Market uncertainty props up multifamily
Multifamily will continue to be a star property type in 2020, drawing attention from investors who are looking for a defensive asset and supported by the expanded caps granted to the government sponsored enterprises (Fannie Mae and Freddie Mac). While capitalization rates are likely compress to new lows in 2020, the property type will continue to perform through 2020. Expect to see excesses in the multifamily market beginning to surface in later 2020 and heading into 2021.
Right-sizing retail remains local
While the retail sector continues its structural deleveraging and individual retailers scale back and right-size their physical real estate footprint, 2020 will be another year of mall closings; however the pain won’t be felt indiscriminately, top notch mall operators and high quality assets will continue to outperform. Shopping centers performance will depend greatly on the local markets, and will follow the southern and western migration.
Office stays local
The co-working revolution did not quite pan out as its promoters hoped it would in 2019, but will continue to have attention in 2020 as it finds its right pace within the officerena. Office space will continue to be a local story and will reflect worker preferences for short commutes. Look to the steadfast primary MSAs and the positive net-migration MSAs to continue to outperform.

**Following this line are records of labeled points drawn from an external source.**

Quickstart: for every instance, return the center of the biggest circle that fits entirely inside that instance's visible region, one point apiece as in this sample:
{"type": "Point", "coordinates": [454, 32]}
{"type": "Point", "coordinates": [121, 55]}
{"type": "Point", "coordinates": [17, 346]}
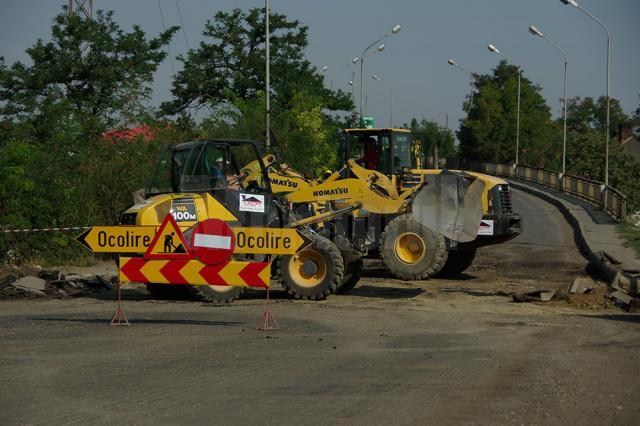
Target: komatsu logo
{"type": "Point", "coordinates": [284, 182]}
{"type": "Point", "coordinates": [328, 192]}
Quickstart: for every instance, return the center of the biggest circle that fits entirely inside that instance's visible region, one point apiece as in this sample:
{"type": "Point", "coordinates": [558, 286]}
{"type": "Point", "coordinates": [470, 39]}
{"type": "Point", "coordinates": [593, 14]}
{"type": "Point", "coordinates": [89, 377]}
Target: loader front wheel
{"type": "Point", "coordinates": [218, 294]}
{"type": "Point", "coordinates": [410, 250]}
{"type": "Point", "coordinates": [353, 264]}
{"type": "Point", "coordinates": [352, 275]}
{"type": "Point", "coordinates": [313, 273]}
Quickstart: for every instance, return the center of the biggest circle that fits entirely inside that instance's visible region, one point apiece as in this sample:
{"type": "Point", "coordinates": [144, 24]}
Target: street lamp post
{"type": "Point", "coordinates": [267, 136]}
{"type": "Point", "coordinates": [375, 77]}
{"type": "Point", "coordinates": [381, 47]}
{"type": "Point", "coordinates": [535, 31]}
{"type": "Point", "coordinates": [606, 130]}
{"type": "Point", "coordinates": [455, 64]}
{"type": "Point", "coordinates": [493, 49]}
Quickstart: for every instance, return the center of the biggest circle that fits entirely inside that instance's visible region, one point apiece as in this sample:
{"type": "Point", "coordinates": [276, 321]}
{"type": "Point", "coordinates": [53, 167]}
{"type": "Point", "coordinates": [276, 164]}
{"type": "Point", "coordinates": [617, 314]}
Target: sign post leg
{"type": "Point", "coordinates": [119, 318]}
{"type": "Point", "coordinates": [268, 321]}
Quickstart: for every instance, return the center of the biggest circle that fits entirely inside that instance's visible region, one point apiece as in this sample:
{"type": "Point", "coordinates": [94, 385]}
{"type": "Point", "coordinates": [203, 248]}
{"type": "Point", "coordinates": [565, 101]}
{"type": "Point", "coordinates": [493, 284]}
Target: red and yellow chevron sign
{"type": "Point", "coordinates": [194, 272]}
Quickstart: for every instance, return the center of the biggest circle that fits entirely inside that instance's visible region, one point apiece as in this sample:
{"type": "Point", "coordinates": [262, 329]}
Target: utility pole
{"type": "Point", "coordinates": [267, 90]}
{"type": "Point", "coordinates": [78, 7]}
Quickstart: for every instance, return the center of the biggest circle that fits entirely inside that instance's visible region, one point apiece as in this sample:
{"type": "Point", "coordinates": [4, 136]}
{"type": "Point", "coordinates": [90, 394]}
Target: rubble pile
{"type": "Point", "coordinates": [52, 284]}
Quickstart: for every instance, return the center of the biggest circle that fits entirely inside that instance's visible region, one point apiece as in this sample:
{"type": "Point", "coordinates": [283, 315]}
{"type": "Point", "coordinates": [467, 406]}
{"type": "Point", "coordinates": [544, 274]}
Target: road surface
{"type": "Point", "coordinates": [392, 352]}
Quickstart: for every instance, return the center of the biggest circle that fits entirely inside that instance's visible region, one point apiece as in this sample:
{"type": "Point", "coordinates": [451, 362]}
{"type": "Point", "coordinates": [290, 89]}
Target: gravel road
{"type": "Point", "coordinates": [391, 352]}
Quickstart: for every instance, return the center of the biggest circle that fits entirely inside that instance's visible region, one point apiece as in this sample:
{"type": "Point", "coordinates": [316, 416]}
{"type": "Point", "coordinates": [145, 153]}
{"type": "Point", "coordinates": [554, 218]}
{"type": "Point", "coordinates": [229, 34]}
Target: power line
{"type": "Point", "coordinates": [186, 42]}
{"type": "Point", "coordinates": [173, 70]}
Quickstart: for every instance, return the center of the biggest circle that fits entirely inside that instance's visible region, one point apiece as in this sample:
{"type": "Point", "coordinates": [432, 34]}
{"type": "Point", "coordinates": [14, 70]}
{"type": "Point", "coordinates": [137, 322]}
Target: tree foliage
{"type": "Point", "coordinates": [488, 133]}
{"type": "Point", "coordinates": [432, 134]}
{"type": "Point", "coordinates": [56, 167]}
{"type": "Point", "coordinates": [230, 64]}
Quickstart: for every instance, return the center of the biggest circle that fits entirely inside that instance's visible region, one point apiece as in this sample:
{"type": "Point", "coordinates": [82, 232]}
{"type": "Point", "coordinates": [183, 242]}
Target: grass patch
{"type": "Point", "coordinates": [631, 235]}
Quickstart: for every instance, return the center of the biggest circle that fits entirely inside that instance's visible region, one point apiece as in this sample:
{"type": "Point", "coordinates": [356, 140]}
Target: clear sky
{"type": "Point", "coordinates": [414, 64]}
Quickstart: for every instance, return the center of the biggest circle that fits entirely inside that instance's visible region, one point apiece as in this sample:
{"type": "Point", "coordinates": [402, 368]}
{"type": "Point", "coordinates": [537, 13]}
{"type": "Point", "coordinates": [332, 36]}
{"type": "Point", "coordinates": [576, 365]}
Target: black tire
{"type": "Point", "coordinates": [217, 294]}
{"type": "Point", "coordinates": [457, 262]}
{"type": "Point", "coordinates": [352, 275]}
{"type": "Point", "coordinates": [322, 255]}
{"type": "Point", "coordinates": [425, 253]}
{"type": "Point", "coordinates": [167, 291]}
{"type": "Point", "coordinates": [353, 264]}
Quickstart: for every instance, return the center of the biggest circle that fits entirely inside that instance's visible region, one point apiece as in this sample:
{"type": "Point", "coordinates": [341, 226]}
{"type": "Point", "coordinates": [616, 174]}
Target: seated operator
{"type": "Point", "coordinates": [371, 155]}
{"type": "Point", "coordinates": [217, 173]}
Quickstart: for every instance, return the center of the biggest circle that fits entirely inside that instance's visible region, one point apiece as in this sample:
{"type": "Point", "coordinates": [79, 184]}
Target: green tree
{"type": "Point", "coordinates": [488, 133]}
{"type": "Point", "coordinates": [90, 69]}
{"type": "Point", "coordinates": [432, 134]}
{"type": "Point", "coordinates": [229, 65]}
{"type": "Point", "coordinates": [586, 113]}
{"type": "Point", "coordinates": [57, 168]}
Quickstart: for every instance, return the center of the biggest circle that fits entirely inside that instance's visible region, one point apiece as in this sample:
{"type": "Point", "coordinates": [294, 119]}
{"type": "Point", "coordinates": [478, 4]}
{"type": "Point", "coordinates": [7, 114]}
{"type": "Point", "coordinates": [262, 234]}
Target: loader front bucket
{"type": "Point", "coordinates": [450, 204]}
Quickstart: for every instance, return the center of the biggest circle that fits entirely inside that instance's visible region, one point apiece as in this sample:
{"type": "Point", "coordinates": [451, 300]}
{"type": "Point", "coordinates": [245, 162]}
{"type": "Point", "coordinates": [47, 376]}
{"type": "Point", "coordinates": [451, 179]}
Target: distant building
{"type": "Point", "coordinates": [630, 140]}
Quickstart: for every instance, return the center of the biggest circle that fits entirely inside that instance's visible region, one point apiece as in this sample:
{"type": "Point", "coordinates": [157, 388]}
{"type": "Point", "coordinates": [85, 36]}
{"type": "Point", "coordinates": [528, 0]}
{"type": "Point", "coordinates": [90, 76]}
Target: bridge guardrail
{"type": "Point", "coordinates": [589, 190]}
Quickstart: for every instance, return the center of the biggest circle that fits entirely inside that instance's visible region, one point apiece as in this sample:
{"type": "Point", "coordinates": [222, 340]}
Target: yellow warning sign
{"type": "Point", "coordinates": [269, 240]}
{"type": "Point", "coordinates": [168, 243]}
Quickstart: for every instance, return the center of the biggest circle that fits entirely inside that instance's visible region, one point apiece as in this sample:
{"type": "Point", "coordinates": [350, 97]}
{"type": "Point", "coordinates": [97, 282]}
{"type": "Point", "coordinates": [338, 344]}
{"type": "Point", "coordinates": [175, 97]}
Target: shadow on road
{"type": "Point", "coordinates": [384, 292]}
{"type": "Point", "coordinates": [145, 321]}
{"type": "Point", "coordinates": [632, 318]}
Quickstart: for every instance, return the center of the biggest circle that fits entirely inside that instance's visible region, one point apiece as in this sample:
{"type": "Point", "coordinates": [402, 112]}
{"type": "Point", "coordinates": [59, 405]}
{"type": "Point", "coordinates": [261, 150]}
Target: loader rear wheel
{"type": "Point", "coordinates": [352, 275]}
{"type": "Point", "coordinates": [167, 291]}
{"type": "Point", "coordinates": [218, 294]}
{"type": "Point", "coordinates": [457, 262]}
{"type": "Point", "coordinates": [315, 272]}
{"type": "Point", "coordinates": [410, 250]}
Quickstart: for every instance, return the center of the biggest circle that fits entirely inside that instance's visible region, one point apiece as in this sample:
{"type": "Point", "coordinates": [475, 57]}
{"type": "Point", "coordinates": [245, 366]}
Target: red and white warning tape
{"type": "Point", "coordinates": [69, 228]}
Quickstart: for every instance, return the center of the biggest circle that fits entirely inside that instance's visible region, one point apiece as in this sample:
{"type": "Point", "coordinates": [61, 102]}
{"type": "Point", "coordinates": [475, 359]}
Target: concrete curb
{"type": "Point", "coordinates": [599, 267]}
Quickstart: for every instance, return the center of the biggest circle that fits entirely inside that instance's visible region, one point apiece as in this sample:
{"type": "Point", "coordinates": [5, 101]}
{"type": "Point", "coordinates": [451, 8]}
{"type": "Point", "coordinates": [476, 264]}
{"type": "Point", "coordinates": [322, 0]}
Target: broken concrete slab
{"type": "Point", "coordinates": [546, 296]}
{"type": "Point", "coordinates": [609, 257]}
{"type": "Point", "coordinates": [621, 297]}
{"type": "Point", "coordinates": [5, 281]}
{"type": "Point", "coordinates": [32, 283]}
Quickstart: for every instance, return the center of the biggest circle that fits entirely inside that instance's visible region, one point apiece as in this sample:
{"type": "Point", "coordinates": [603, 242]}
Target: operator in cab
{"type": "Point", "coordinates": [371, 154]}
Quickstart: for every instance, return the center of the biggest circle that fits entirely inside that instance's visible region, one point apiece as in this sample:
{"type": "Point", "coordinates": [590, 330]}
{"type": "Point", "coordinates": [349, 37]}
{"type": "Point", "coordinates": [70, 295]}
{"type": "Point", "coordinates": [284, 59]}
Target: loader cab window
{"type": "Point", "coordinates": [384, 144]}
{"type": "Point", "coordinates": [167, 171]}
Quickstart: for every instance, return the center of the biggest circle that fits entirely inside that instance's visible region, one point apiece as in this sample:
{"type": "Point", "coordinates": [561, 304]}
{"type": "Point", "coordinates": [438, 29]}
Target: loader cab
{"type": "Point", "coordinates": [392, 146]}
{"type": "Point", "coordinates": [216, 167]}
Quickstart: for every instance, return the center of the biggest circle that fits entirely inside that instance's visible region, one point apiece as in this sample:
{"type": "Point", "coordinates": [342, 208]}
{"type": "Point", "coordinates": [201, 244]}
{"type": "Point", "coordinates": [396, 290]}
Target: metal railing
{"type": "Point", "coordinates": [589, 190]}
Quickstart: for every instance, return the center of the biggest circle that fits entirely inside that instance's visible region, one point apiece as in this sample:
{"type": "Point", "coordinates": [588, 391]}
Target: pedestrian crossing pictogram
{"type": "Point", "coordinates": [169, 243]}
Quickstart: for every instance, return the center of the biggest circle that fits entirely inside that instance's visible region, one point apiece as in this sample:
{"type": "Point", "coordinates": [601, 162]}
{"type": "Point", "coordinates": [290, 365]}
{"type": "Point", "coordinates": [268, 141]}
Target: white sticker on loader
{"type": "Point", "coordinates": [252, 203]}
{"type": "Point", "coordinates": [486, 227]}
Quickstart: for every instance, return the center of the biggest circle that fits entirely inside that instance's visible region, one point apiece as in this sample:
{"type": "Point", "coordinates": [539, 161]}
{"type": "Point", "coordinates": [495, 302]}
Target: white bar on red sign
{"type": "Point", "coordinates": [212, 241]}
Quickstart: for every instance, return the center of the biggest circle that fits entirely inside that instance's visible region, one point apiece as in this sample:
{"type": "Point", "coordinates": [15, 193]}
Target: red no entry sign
{"type": "Point", "coordinates": [212, 241]}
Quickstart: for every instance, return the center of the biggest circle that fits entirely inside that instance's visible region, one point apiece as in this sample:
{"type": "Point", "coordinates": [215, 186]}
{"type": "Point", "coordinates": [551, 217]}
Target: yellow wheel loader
{"type": "Point", "coordinates": [227, 180]}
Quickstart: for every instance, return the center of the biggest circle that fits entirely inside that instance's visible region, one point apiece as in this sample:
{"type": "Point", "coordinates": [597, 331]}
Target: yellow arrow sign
{"type": "Point", "coordinates": [136, 239]}
{"type": "Point", "coordinates": [117, 239]}
{"type": "Point", "coordinates": [269, 240]}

Budgeting hurts hospitality & lodging in 2020
Investment in hospitality and lodging properties in 2020 will be bifurcated, as worries of an economic recession will permeate the labor force and travel will decline. As business leaders pinch down on expenses and commentators stoke the fears of a recession, domestic travelers will select more affordable lodging. As the US dollar continues to strengthen against foreign currencies, foreign visitors will be dissuaded from lengthy stays at luxury lodging.